Pedro Almódovar's "I'm So Excited" Is Lighter Than Air

Pedro Almódovar's "I'm So Excited" Is Lighter Than Air
A still from Pedro Almódovar's comedy about a wild ride with some boozy flight attendants, out in theaters this Friday.
(© 2013 El Deseo S.A)

I don’t know what it says about Pedro Almódovar that, seen in a Manhattan screening room rather than in competition at Cannes or at the New York Film Festival, “I’m So Excited!” seems so much more enjoyable than his previous half dozen movies.

Actually, I do know what it says: Almódovar is best as a farceur, tossing off light comic riffs without obligation to present themselves as art. “I’m So Excited!” (which opens in New York on June 28) is a bit repetitive, but it’s unashamedly frivolous and often very funny. Set almost entirely in midair on a Mexico-bound trans-Atlantic airliner, “I’m So Excited!” could be easily imagined as a stage play or even a cabaret act. It’s a sort of comic “No Exit” that seems particularly pleased to literalize the idea of a cockpit.


There’s a problem, thanks to a runway collision between two luggage handlers (Antonio Banderas and Penélope Cruz, donating a scene) that has to be kept secret from the passengers. Of course that doesn’t keep the crew from getting totally hammered and blurting out their various secrets and desires. The first-class cabin is heavy on baby blue furnishings and rife with colorful dope smugglers, newlyweds, blackmailers, actors, hit men, and swindlers, one of whom is clairvoyant and several of whom have hybrid identities. Still, the movie belongs to the plane’s boozing, praying, preening, camping flight attendants.

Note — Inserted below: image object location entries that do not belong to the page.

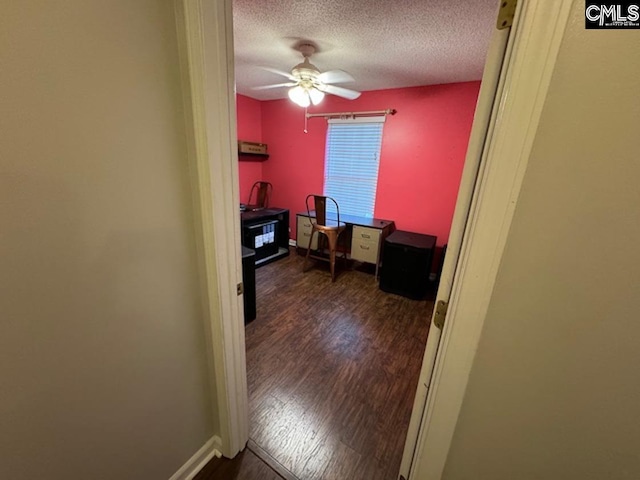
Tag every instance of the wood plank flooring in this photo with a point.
(245, 466)
(332, 371)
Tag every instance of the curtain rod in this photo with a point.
(388, 111)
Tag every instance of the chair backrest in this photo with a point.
(320, 206)
(263, 192)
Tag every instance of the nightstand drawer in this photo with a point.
(303, 229)
(365, 244)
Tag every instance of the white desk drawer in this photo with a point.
(365, 244)
(303, 229)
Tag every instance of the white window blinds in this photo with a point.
(351, 163)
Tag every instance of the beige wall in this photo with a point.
(555, 392)
(102, 357)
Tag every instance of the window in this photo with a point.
(351, 163)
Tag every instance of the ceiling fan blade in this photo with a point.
(280, 72)
(276, 85)
(339, 91)
(335, 76)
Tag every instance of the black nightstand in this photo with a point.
(406, 263)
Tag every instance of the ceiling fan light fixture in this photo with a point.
(316, 96)
(299, 96)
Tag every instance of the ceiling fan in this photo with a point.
(308, 84)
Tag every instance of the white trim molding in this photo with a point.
(205, 37)
(199, 459)
(535, 44)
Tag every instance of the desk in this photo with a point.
(365, 235)
(267, 232)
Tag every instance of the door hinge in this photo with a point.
(441, 313)
(506, 13)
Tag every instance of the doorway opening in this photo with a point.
(332, 369)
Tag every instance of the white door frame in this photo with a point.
(484, 119)
(531, 56)
(205, 26)
(205, 42)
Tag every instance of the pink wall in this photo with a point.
(423, 150)
(249, 113)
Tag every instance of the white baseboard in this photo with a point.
(199, 459)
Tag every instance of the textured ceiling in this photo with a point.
(381, 43)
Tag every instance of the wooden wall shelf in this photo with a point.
(253, 157)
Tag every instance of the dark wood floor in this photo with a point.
(332, 370)
(245, 466)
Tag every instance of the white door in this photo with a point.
(486, 108)
(516, 78)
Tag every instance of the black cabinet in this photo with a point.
(267, 232)
(406, 263)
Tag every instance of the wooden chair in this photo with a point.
(262, 191)
(331, 228)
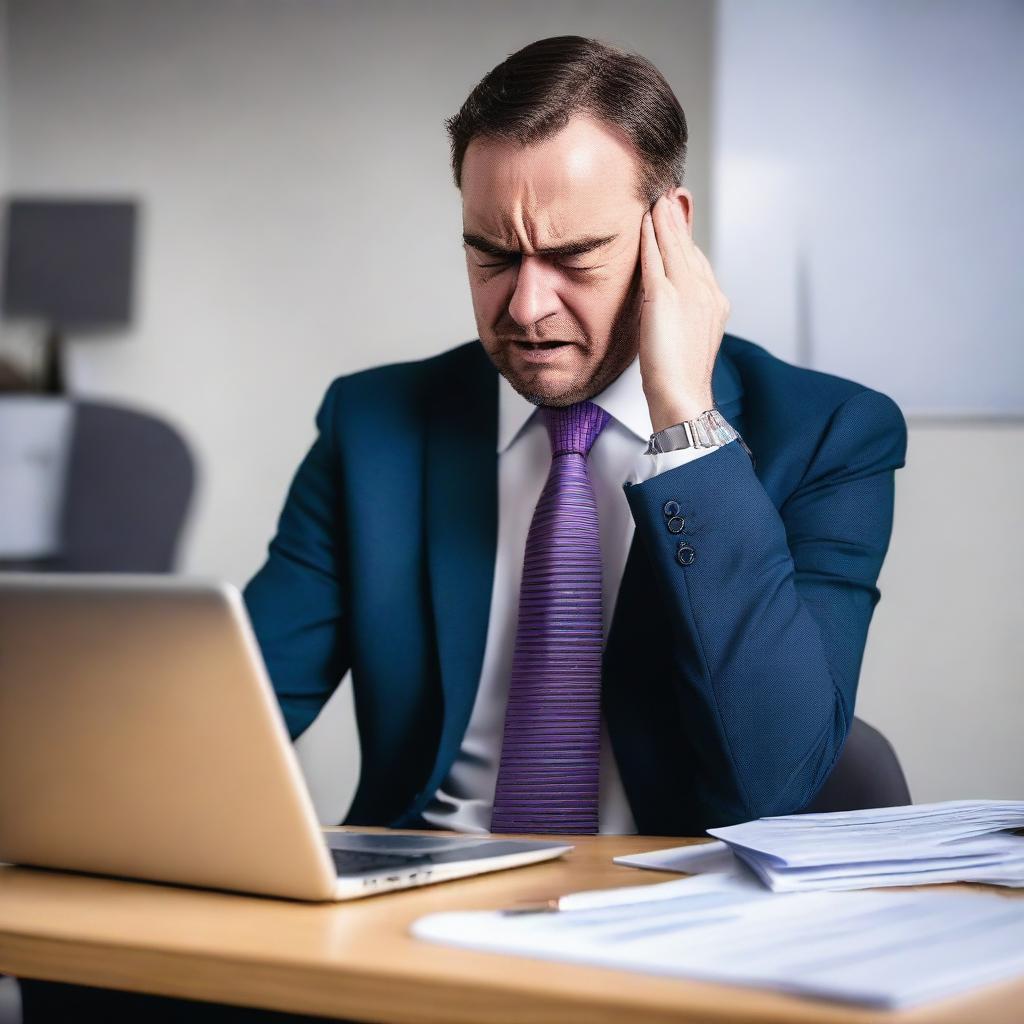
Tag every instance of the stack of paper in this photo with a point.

Given its emphasis on disaster sex rather than disaster, “I’m So Excited!” is only marginally more likely than “Flight” to make it on to too many commercial airplanes. If do you see it though, I guarantee that next time you fly (and the next… and the next… and the one after that), you’ll remember Almódovar’s crew and think back on their gallant attempt to assuage passenger panic by lip-synching and dancing to the Pointer Sisters’s early ’80s disco smash that gives the movie its title.